Vietnam and Thailand placed tariffs on Chinese steel exports. China’s Southeast Asian neighbors are joining an international effort to limit its massive steel industry’s influence on world prices led by Europe and the U.S.
Low oil prices forced OPEC’s accounts to dip into deficit for the first time since 1998.
China’s Neighbors Are Sick of Steel Dumping, Too
Countries such as Vietnam, Indonesia and Thailand are challenging a flood of imports from China. They are retooling their steelmaking technology and imposing tariffs as a construction boom spurs steel demand across Southeast Asia
Steel from China is expected to dominate the market for many years, but swelling demand is driving efforts in countries such as Vietnam and Indonesia to build more modern plants, impose tariffs and better compete with China’s vast mills.
Vietnam imposed temporary anti-dumping tariffs ranging from 14% to 23% on steel imports from China and elsewhere in March. It recently slapped additional import duties of up to 25% on more Chinese steel products that will last until October 2019.

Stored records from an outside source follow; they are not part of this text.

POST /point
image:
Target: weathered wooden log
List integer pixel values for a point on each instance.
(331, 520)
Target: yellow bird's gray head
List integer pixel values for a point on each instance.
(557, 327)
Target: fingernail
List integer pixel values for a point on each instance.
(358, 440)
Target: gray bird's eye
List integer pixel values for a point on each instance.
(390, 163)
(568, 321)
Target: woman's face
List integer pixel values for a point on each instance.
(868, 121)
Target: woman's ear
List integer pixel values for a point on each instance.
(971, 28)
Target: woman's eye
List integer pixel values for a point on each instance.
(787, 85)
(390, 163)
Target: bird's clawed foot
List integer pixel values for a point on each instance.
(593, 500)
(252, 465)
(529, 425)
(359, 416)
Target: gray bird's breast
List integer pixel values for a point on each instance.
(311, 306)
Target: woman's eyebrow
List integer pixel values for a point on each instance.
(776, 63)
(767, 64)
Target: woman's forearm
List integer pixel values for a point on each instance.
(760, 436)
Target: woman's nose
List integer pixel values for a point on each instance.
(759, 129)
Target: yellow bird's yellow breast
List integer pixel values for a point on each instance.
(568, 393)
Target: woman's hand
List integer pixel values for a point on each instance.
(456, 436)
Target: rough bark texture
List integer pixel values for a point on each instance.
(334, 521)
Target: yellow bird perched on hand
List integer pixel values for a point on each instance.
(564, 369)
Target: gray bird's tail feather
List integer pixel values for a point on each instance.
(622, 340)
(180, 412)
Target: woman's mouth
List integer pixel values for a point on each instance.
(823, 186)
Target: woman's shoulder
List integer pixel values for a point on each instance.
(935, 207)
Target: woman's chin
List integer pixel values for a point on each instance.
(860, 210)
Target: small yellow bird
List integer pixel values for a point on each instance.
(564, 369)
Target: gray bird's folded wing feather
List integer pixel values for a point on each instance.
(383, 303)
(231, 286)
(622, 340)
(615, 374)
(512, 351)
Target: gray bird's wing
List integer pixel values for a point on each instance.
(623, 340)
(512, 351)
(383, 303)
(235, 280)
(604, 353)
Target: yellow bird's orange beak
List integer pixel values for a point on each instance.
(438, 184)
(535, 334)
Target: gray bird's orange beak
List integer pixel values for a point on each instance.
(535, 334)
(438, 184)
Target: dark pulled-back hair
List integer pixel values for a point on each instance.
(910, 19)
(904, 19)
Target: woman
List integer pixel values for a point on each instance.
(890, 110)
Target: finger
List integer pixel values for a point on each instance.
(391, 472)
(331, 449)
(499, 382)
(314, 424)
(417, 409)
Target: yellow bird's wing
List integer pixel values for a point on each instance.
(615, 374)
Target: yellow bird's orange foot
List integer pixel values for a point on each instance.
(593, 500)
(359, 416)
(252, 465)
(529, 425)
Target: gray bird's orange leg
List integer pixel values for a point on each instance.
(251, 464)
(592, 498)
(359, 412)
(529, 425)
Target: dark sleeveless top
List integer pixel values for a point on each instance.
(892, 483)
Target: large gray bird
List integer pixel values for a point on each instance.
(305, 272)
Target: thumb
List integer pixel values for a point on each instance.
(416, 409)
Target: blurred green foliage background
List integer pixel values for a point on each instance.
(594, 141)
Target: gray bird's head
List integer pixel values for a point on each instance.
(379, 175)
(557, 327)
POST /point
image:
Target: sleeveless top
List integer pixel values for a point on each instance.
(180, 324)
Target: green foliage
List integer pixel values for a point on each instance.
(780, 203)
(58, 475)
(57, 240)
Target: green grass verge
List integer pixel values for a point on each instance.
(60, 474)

Thailand’s commerce ministry is working on the final draft of an anti-dumping law. The government there expects to propose the draft for approval by end-2016, according to a spokeswoman.
OPEC Accounts Fall into Deficit, First Time Since 1998
OPEC’s 2015 oil export revenues slumped 46% to a 10-year low, the group said in a report published on Wednesday, underlining the impact on producers’ income from a collapse in prices.
Oil prices are at about $50 a barrel, half their mid-2014 level after being pressured by oversupply. OPEC’s decision in November 2014 to not cut supply, hoping a drop in prices would curb supply from competitors, deepened that decline.